A Salt Lake County resident has been hospitalized with a potentially deadly form of West Nile virus — the first known case in the county this year, according to the county health department.

The unidentified adult has a neuroinvasive form of the virus — a more serious case seen in less than 1% of patients — which can result in long-term complications or death.

While it’s the first time West Nile is known to have infected a human in the county in 2019, the Salt Lake County Health Department said, the virus has been detected 21 times in mosquitos captured this year.

Symptoms of West Nile appear two to 14 days after a person is bitten by an infected mosquito and include fever, headache and body aches. More severe infections may include high fever, neck stiffness, disorientation, coma, tremors and muscle weakness or convulsions, according to the department.

“There are a growing number of mosquitoes carrying the disease,” said Ilene Risk, epidemiology bureau manager, in a news release. “So it is now especially important that residents protect themselves from mosquito bites, particularly in the hours from dusk to dawn.”

Utahns are being urged to:

• Use EPA-registered mosquito repellent with DEET, permethrin, picaridin, IR3535 or oil of lemon eucalyptus.
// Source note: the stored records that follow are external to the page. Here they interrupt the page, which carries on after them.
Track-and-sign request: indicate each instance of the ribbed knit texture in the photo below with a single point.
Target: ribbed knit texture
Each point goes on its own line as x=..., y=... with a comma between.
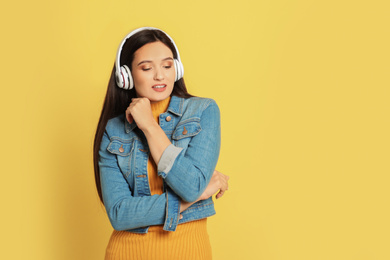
x=190, y=241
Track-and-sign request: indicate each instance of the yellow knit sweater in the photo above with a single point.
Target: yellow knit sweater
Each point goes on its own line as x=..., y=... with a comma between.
x=189, y=241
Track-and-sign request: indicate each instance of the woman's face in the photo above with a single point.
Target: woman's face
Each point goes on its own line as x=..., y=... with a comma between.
x=153, y=71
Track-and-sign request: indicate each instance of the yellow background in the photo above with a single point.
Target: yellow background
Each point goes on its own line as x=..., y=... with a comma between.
x=303, y=87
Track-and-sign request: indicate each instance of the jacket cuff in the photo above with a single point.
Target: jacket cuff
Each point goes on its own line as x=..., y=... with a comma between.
x=172, y=211
x=167, y=159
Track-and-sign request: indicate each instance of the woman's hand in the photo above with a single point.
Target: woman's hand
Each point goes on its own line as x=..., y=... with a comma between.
x=218, y=182
x=140, y=111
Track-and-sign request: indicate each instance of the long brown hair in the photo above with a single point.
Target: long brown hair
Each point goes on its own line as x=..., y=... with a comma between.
x=117, y=100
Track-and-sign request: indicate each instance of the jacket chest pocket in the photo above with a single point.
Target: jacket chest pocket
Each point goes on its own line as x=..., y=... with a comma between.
x=184, y=133
x=124, y=151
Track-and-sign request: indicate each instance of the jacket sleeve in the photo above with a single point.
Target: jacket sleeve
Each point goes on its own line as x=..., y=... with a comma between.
x=188, y=171
x=124, y=210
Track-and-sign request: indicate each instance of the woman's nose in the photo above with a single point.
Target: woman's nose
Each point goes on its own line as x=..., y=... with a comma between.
x=159, y=74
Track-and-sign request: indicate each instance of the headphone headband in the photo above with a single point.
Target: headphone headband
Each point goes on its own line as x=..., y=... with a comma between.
x=122, y=73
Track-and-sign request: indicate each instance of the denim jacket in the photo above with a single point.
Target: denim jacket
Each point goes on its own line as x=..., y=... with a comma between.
x=186, y=166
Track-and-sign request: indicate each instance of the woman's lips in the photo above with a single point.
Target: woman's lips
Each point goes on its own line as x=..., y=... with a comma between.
x=159, y=87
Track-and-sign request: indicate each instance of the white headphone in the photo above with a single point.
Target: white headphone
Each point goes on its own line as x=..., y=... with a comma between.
x=122, y=73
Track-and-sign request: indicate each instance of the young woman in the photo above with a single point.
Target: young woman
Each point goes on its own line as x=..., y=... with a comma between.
x=155, y=151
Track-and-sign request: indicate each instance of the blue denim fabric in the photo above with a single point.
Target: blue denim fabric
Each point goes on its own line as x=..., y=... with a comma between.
x=186, y=167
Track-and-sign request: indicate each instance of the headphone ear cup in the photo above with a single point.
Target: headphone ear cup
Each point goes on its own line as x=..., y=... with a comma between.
x=179, y=69
x=130, y=83
x=124, y=78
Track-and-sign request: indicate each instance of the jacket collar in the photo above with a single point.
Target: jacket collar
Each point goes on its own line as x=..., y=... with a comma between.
x=175, y=107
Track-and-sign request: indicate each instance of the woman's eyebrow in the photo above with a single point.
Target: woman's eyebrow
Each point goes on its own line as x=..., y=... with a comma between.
x=148, y=61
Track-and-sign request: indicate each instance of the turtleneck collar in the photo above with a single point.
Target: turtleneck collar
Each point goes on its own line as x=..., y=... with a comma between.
x=160, y=107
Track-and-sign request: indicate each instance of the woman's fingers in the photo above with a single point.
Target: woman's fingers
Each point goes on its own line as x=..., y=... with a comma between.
x=223, y=180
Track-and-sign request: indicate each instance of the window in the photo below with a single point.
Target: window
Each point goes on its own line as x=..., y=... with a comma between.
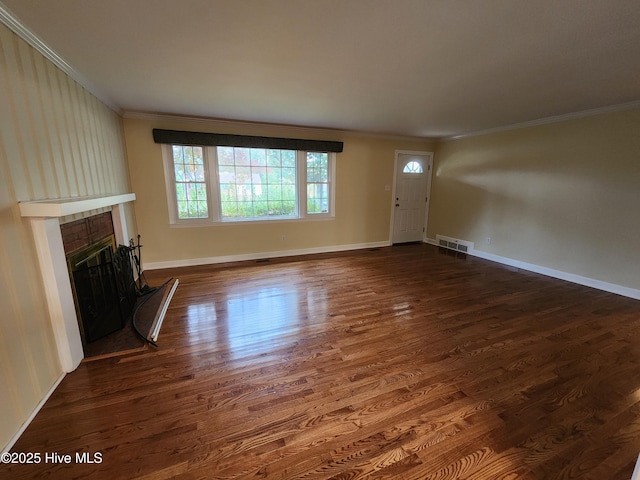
x=412, y=167
x=227, y=184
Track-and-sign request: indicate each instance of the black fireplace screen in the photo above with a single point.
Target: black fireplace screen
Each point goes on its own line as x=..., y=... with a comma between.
x=97, y=296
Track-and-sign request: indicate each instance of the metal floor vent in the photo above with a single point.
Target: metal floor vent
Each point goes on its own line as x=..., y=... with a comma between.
x=454, y=243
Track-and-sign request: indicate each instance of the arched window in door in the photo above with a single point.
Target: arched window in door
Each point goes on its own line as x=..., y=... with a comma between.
x=412, y=167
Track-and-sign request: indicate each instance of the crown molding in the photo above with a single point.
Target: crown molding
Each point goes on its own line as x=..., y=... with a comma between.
x=548, y=120
x=13, y=23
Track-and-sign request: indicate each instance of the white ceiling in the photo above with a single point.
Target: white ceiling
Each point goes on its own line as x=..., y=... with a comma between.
x=428, y=68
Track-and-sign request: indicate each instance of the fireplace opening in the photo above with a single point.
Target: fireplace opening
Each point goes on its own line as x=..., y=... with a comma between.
x=98, y=302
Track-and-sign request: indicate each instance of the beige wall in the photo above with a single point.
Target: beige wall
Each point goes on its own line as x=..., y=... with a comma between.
x=363, y=206
x=563, y=196
x=57, y=140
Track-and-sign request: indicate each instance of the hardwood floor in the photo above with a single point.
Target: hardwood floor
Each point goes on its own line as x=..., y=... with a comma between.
x=405, y=362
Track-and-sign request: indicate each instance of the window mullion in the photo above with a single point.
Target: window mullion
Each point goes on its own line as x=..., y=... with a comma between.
x=301, y=162
x=213, y=183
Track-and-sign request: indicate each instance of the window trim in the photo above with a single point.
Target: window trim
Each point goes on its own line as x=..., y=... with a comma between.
x=213, y=194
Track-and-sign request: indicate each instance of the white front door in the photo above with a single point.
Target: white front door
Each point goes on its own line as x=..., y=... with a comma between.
x=411, y=190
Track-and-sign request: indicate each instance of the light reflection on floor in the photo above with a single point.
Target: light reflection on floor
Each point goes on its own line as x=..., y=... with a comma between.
x=253, y=318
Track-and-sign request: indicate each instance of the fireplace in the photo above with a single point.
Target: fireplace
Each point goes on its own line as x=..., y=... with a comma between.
x=44, y=217
x=102, y=285
x=93, y=282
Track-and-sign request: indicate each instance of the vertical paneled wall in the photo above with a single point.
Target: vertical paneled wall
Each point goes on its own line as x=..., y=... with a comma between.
x=56, y=140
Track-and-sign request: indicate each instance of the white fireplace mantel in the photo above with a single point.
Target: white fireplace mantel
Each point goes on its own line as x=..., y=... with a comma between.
x=44, y=216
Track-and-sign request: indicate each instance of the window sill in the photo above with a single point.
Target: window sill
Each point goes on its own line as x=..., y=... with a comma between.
x=227, y=223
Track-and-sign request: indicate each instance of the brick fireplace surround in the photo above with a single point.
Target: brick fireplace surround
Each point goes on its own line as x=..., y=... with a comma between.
x=45, y=218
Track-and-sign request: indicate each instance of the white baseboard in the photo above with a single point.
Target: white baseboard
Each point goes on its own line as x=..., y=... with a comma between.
x=550, y=272
x=30, y=418
x=260, y=256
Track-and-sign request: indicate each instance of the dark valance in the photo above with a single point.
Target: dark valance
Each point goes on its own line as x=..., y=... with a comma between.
x=177, y=137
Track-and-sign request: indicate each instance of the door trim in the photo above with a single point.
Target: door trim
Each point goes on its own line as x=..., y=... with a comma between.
x=397, y=154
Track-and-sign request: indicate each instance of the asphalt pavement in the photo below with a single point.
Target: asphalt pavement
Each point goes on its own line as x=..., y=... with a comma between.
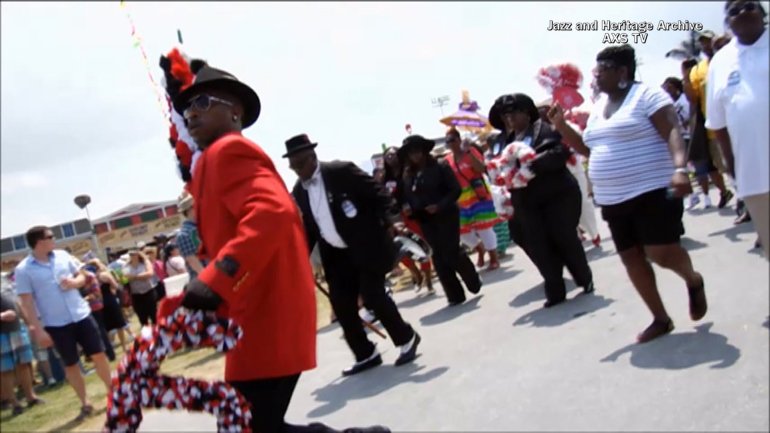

• Wear long sleeves and long pants after dusk.

• Drain any standing water and clean roof gutters.

• Clean and stock garden ponds with mosquito-eating fish.

• Make sure door and window screens are in good repair.

• Keep grass and weeds cut short.

West Nile also has been detected in several other Utah counties this year, including Davis, Weber, Grand and Sevier. There were 11 human cases of the virus — and one death — reported in 2018. People over the age of 50 and those with weakened immune systems are the most at risk.